Chunk + summarize. A single LLM call asks for (a) a one-paragraph summary of the whole document, and (b) a list of chunk boundaries sized for vector search. Boundaries are reported as verbatim anchor strings (first / last ~40 chars of each chunk); the pipeline locates them in the source text via str.find to recover real char offsets. Hard cap of 10 chunks per file.
Store. The summary lands at raw.<file>.summary; each chunk at raw.<file>.chunk.001, .chunk.002, … under the watch namespace via MemoryService.remember. extra_metadata.source records {kind: "watch", abs_path, content_hash, kind_detail, chunk_index, chunk_start, chunk_end, ...} so each entry traces back to its origin.
Index. Every memory key (summary + chunks) is added to the vector index as its own prollytree text-index document. Semantic search returns chunk-level hits.

Re-scanning a changed file tears down every previous key — both KV and vector — before writing the new summary + chunks, so the key namespace never accumulates orphans across rewrites. The data tree commits once per file (covering all the puts/deletes + path-registry update); the vector tree commits once per file as well.

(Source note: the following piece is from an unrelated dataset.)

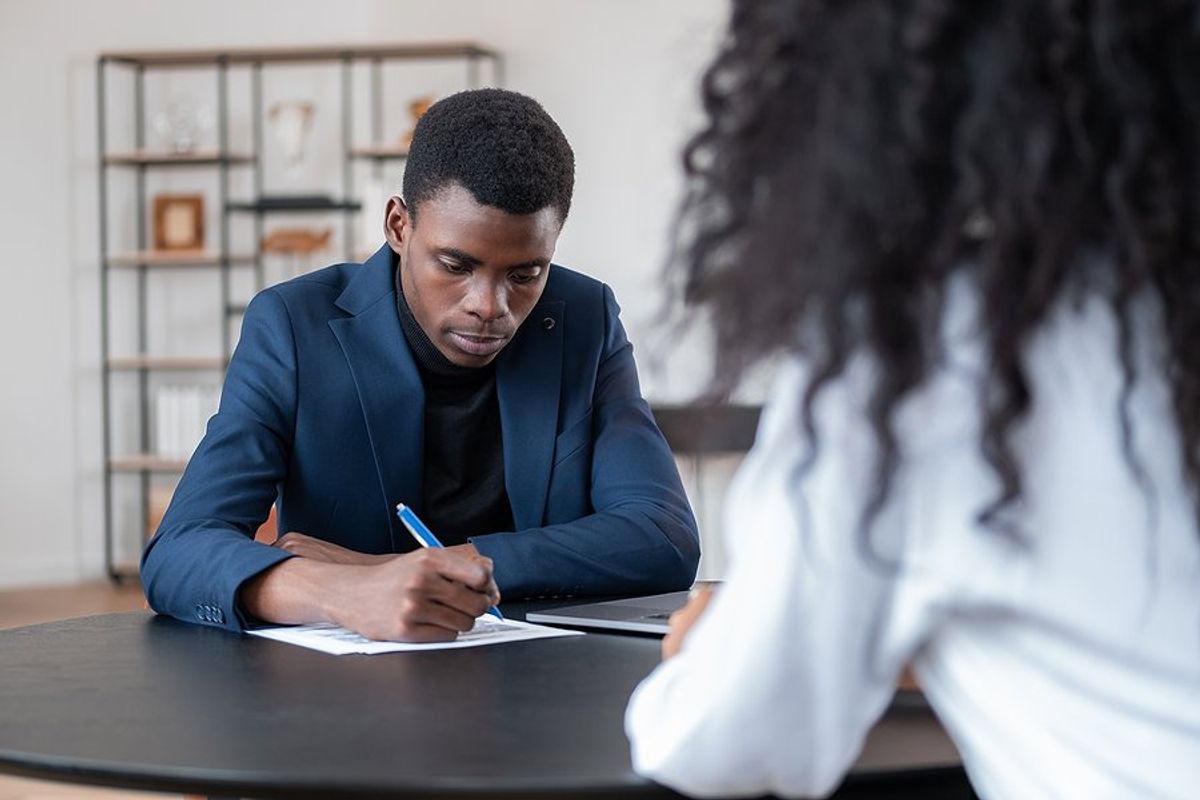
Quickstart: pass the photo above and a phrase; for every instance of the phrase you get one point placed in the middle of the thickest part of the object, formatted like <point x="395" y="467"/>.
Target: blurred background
<point x="79" y="487"/>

memoir watch remove --purge <file> deletes every raw.<file>.* key from both KV and vector and removes the file from the watched-paths registry.

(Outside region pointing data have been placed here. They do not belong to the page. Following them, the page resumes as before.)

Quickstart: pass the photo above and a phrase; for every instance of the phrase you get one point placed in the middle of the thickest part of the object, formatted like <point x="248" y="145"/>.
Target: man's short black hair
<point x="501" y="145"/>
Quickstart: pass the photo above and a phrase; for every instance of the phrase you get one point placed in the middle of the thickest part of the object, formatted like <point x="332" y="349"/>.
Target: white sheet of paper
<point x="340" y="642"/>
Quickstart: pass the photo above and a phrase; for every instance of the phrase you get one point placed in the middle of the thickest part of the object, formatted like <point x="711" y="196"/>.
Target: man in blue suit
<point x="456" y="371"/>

All state (config, registered paths, per-file hashes) lives inside the memoir store, under the watch:config, watch:paths, watch:files keys — no sidecar files.

CLI reference¶

memoir watch add <path> [-n NAMESPACE] [--model MODEL]
memoir watch list
memoir watch scan [path] [-n NAMESPACE] [--model MODEL]
memoir watch remove <path> [--purge]
memoir watch status <path>
memoir watch formats

memoir search <query> [-n NAMESPACE] [-k INT]

Defaults¶

Single files only. Folders are rejected by watch add / watch scan.
Namespace: watch unless -n is given.
Max file size: 100 000 bytes on disk (in watch:config.max_size_bytes). Files larger than this are rejected. The config dict is written on first scan; reset to defaults with memoir forget config -n watch --force and re-scan.
Max chunks per file: 10 (hard cap in the pipeline; prompt nudges toward 1–5).
Embedder: MiniLmEmbedder (downloads ~90 MB of model weights on first run into ~/.cache/prollytree/embedders/).
LLM model: resolves via --model → MEMOIR_LLM_MODEL env → claude-haiku-4-5 default.

v1 limits¶

Local files only. No URL / RSS / cloud-storage sources.
On-demand scans. No live filesystem watcher / daemon — re-run memoir watch scan to pick up changes.
Original bytes not stored. Only the markitdown plaintext (or its deterministic summary) is stored. To re-process a file, point watch at the original on disk.
Vector search is watch-only. memoir remember writes are not added to the vector index in v1.
Sequential. Large folders take a while — one LLM classification call per changed file. Re-scans skip unchanged files via content hash.

Installation¶

Watch requires the markitdown extra:

pip install 'memoir-ai[watch]'

The vector index itself comes with the default prollytree wheel — no extra install needed.